先輩が言います。言われた方は「はあ、」と訳がわからない顔をしていて、それにわたしは笑いました。

 

子ども向けイベントの仕事でした。わたしの担当は、段ボール迷路。前日に大人5人でひいひい言いながら設置しました。特に先輩がよく動いてくださって、「俺、太めだから子ども向け迷路とか無理だよ」なんて言いつつ、四つん這いになって迷路内のパーテーション設置や装飾をしてくださいました。ある程度設置が進んで、ふうと一息ついていると、他ブースの方が様子を見にやってきて、ほうほうと迷路内をのぞきます。

「こりゃあすごいね、明日は盛況だ」

仕事とはいえ嬉しくてニコニコしていると、先輩がスタート地点を指して言いました。

「迷っていきますか?」

「え?いやあ、」

先方が困ったように笑います。

「人生と、どちらが難しいでしょうね」

先輩の言に、広いホールでわたしの笑い声だけが響きました。

 

イベントは盛況。大人5人でひいひい言いながら準備した迷路は、200人超の子どもたちが遊んでいきました。この街にこんなに子どもがいたんだな。歓声あふれる子どもたちのなかには、目に涙をいっぱい溜めてスタート地点から出てきた子もいました。
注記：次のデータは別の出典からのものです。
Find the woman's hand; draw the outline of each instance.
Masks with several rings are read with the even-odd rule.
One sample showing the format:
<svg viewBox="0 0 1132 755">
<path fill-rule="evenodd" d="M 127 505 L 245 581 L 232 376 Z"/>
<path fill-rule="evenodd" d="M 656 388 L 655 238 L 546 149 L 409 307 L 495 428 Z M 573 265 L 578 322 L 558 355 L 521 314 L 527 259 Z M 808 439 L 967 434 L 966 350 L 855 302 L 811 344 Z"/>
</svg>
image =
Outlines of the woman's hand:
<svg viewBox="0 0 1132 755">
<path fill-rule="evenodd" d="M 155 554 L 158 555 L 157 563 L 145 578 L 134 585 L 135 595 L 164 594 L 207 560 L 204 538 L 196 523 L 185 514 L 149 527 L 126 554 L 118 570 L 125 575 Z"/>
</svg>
迷路内の孤独に耐えきれなかったのでしょうか、それとも、出口が分からないことの屈辱でしょうか。

 

「こりゃ、大人の頭も悩ませるな」

イベント後。片付けをしながら、誰かが言いました。

設置は5人だったけれど、片付けは他ブースの方も手伝ってくださいました。片っ端から、段ボールを引っ張ってきては畳み、引っ張ってきては畳み、さらに大きな段ボール箱にしまい。誰だよ、再利用するって言った奴。大人10人でひいひい言いながら作業していると、誰かが言いました。なるほど、子どもも大人も惑わせる迷路、人生だなあと思ったけれど、わたしは、先輩のように声には出せませんでした。